The Establishment has been in “denial” over the ethnicity of grooming gangs and repeatedly relied on flawed data to dismiss claims about Asian grooming gangs as “sensationalised, biased or untrue”, a report has found. The Telegraph has more.
Baroness Casey of Blackstock found that flawed data were used by public bodies to dismiss claims about Asian grooming gangs as “sensationalised, biased or untrue”.
She also found that in too many cases, police forces and other organisations avoided pursuing perpetrators for fear of being viewed as racist.
Yvette Cooper, the Home Secretary, told MPs that the Government would accept all the recommendations, including setting up a national inquiry into grooming gangs.
She said that rape laws should be tightened up and many girls convicted of child prostitution would be cleared.
Ms Cooper added: “This will mark the biggest programme of work ever pursued to root out the grooming gangs.
“Those vile perpetrators who have grown used to the authorities looking the other way must have no place to hide.”
She said 800 cold cases would be looked into and could rise to 1,000 cases, adding: “Perpetrators of these vile crimes should be behind bars and paying the price of what they have done.”
The Home Secretary said the report found a “deep-rooted failure to treat children as children”, adding: “A continued failure to protect teenage girls from rape, from exploitation and serious violence, and from the scars that last a lifetime.
“[Lady Casey] finds… too much reliance on flawed data, too much denial, too little justice, too many criminals getting off, too many victims being let down.”
Ms Cooper said the report found that children as young as 10 were singled out for grooming.

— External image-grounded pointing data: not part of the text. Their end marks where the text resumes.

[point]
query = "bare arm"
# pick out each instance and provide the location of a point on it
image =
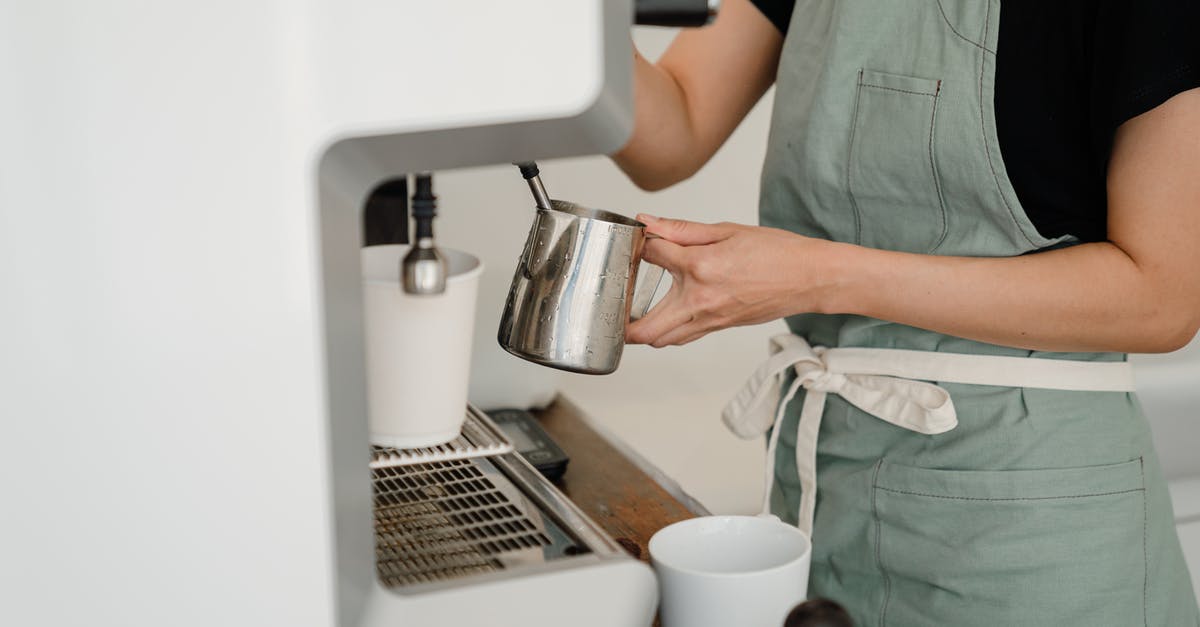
(690, 102)
(1138, 292)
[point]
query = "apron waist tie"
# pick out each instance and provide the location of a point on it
(889, 384)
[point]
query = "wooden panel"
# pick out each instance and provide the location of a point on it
(606, 485)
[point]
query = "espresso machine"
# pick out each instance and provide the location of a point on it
(181, 345)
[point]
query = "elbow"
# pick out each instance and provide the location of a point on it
(1173, 332)
(655, 179)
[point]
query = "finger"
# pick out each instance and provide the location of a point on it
(684, 334)
(665, 254)
(661, 320)
(684, 232)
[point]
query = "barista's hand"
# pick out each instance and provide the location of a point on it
(727, 275)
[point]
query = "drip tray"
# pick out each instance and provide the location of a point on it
(462, 520)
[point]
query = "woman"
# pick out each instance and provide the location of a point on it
(990, 203)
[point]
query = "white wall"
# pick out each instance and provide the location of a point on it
(665, 404)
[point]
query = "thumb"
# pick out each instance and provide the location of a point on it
(665, 254)
(684, 232)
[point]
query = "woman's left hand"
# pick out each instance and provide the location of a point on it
(727, 275)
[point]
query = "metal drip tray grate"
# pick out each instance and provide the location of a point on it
(451, 519)
(479, 439)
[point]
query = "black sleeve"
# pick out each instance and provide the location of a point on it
(779, 12)
(1145, 53)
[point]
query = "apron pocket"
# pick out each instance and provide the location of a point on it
(892, 177)
(1060, 547)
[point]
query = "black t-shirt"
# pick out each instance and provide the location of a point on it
(1068, 72)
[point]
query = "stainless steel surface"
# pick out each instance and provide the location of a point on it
(480, 437)
(466, 521)
(573, 288)
(424, 269)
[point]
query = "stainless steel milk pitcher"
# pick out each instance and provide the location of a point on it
(574, 290)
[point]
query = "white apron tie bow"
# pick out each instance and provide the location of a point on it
(887, 383)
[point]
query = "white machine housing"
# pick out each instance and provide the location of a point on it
(181, 360)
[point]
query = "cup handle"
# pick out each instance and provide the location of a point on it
(643, 294)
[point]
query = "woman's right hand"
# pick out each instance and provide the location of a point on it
(691, 100)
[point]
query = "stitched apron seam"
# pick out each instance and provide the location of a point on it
(1009, 499)
(955, 31)
(850, 161)
(1145, 550)
(879, 541)
(937, 178)
(983, 130)
(900, 90)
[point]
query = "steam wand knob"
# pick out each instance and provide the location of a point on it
(533, 177)
(424, 269)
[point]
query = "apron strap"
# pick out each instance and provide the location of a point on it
(889, 384)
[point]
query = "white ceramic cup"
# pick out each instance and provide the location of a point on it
(730, 571)
(418, 350)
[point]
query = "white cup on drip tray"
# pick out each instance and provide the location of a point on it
(736, 569)
(418, 350)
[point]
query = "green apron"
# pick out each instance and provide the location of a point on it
(1041, 506)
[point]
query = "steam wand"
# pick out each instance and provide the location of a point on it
(532, 175)
(424, 269)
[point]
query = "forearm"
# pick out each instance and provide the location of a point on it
(661, 150)
(1092, 297)
(689, 102)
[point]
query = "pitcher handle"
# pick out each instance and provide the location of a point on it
(643, 294)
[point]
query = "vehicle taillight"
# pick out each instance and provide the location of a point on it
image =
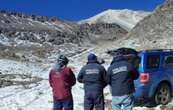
(144, 77)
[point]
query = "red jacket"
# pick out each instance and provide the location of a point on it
(62, 82)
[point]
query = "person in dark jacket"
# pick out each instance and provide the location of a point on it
(120, 76)
(61, 79)
(93, 75)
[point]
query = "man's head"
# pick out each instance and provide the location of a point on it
(62, 60)
(92, 58)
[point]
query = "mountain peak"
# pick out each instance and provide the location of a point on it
(125, 18)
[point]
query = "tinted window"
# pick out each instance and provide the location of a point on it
(169, 61)
(153, 61)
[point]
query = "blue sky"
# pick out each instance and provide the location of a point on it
(75, 10)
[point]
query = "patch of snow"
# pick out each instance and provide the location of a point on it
(4, 40)
(125, 18)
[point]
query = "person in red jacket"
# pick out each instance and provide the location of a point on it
(61, 79)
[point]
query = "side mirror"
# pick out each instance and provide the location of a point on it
(100, 60)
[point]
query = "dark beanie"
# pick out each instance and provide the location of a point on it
(92, 58)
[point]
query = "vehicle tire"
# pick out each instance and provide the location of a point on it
(162, 94)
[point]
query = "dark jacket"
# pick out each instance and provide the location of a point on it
(93, 75)
(121, 75)
(62, 82)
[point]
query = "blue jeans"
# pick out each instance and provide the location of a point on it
(124, 102)
(66, 104)
(93, 99)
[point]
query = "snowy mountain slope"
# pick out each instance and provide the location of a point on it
(39, 95)
(125, 18)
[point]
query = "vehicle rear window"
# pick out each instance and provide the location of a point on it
(153, 61)
(169, 61)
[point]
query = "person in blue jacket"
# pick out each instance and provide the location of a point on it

“Perpetrators [were] walking free because no one joined up the dots or because the law protected them instead of the victims that they had exploited,” she added.
“Blindness, ignorance, prejudice, defensiveness and even good but misdirected intentions all played a part in this collective failure.”
The Labour MP for Rochdale, Paul Waugh, told the Commons that victims want accountability for those in positions of authority who failed to act.
In Rochdale, we know all too well how many years it has taken for victims to get the justice they deserve.
They have waited many, many years to see these sick criminals locked up and put behind bars, but also, I mean only last week we had seven more of these perverts locked up in Rochdale and that is a testimony to the police and the prosecution who finally got these cases together.
But the victims also want accountability for anyone in positions of authority, as she has said – anyone who found out about this and failed to act, or who knew about it and failed to act.
So does she agree with me that no councillor of any political party, no social worker, no police officer, no council officer and no ethnic group should hide from the fierce scrutiny of this national inquiry?